27 Kasım 2016 Pazar

Bir gün bile yaşamak*

Gece indi nihayet. Uzun ve yorucu bir günün sonunda.

Yine çıkmış ortalığa. Karşılaşıyoruz bahçede. Gülümseyerek selam veriyorum. Üç yıldır orada, biliyorum. Tek başına. Bir ailesi yok. Sanırım. Çünkü bahçede ve civarda başka bir kirpi görmedim. Gören de yok. Kediler var, tek tük. Sırnaşık ve sevimli. Bir de insanlar var, tabii ki. Alabildiğine sıradan ve kendi halinde. Yine de sonuçta hep beraber yaşayıp gidiyoruz işte. O bahçede.
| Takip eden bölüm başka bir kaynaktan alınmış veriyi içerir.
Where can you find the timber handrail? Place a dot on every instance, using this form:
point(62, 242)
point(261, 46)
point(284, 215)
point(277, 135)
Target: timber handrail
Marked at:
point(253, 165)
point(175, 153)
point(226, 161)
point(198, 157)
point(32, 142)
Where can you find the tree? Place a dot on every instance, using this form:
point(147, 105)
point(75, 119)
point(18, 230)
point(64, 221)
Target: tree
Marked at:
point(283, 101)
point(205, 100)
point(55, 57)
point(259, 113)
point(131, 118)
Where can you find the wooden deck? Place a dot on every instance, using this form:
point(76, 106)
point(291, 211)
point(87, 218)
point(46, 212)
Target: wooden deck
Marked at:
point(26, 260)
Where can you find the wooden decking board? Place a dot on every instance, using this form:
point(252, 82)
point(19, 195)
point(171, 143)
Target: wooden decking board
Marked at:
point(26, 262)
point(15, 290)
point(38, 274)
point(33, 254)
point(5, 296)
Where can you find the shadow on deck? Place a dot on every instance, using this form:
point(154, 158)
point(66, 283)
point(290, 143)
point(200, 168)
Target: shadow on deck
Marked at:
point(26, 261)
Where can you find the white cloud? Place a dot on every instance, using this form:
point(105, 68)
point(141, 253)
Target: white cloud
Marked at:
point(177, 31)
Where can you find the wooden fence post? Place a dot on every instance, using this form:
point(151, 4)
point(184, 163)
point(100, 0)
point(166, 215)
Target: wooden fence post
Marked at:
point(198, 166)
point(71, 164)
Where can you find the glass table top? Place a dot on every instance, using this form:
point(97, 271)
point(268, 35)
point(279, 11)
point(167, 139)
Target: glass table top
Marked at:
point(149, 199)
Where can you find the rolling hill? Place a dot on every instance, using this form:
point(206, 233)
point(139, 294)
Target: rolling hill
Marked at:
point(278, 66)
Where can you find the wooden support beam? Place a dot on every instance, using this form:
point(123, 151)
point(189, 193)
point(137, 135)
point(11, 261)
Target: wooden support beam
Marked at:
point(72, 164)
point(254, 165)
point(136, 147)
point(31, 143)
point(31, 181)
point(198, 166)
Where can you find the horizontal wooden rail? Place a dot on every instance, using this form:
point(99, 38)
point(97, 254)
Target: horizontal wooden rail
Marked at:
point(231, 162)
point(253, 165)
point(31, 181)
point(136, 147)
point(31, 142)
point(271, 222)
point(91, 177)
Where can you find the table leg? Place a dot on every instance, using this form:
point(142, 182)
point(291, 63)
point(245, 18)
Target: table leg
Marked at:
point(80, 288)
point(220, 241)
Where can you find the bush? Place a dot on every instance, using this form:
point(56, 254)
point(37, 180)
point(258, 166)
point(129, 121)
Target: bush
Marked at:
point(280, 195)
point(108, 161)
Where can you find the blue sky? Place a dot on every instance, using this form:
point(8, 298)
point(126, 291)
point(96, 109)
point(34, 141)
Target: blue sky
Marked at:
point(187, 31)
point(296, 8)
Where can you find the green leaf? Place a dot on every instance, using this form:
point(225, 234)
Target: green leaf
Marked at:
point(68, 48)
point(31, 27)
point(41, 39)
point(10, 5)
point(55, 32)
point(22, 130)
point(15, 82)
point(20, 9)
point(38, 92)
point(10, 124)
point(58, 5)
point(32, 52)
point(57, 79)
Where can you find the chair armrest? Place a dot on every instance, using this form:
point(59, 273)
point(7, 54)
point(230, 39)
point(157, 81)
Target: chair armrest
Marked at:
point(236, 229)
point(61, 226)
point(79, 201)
Ama kirpiyi bir ayrı seviyorum. Yanından geçerken meraklı gözlerle izliyor beni. Biliyorum tedirgin ama üç yıldır karşılaşıyoruz ve az çok tanıdık artık birbirimizi. Hayata beraber meydan okuyoruz, sanki. Ama daha çok o meydan okuyor. Onca betonun arasında hayatta kalabiliyor. Ve bir insan olarak şaşırıyorum onun direngenliğine. Hatta özeniyorum. Tek başına yaşayabilmesine, kendini koruyabilmesine.

**

Küba’da da en çok buna şaşırmıştım. Onca betonun arasında Küba’nın tek başına yaşayabilmesine, kendini korumasına. “90lar” demişti Norma, “çok zordu. Çoğu zaman tek öğün yemek vardı ve bazen o da yoktu.” Sovyetlerin yenilmesi ülke ekonomisini felç etmişti. Ama dayanmışlardı. Karşımda gülümseyerek o günleri anlatırken Norma, ben 90ları düşünmüştüm. Türkiye’de ve dünyada. Televizyonlarda Çiller, baba Bush ve Çarkıfelek vardı.

Tamam, küçük bir grup direnebilir. Bir çekirdek kendisini koruyabilir. Ama ya koca bir ülke? Koca bir toplum? Nasıl ikna edilirdi ki? Başka bir yol yoktu da katlanmışlar mıydı o günlere? Düşündükçe Türkiyeli kafam yanlış cevaplar buluyordu yanlış sorulara.

Tüm dünyanın bambaşka bir yere gittiği bir kesitte, hani neredeyse tek başına direnen bir ülkeydi Küba.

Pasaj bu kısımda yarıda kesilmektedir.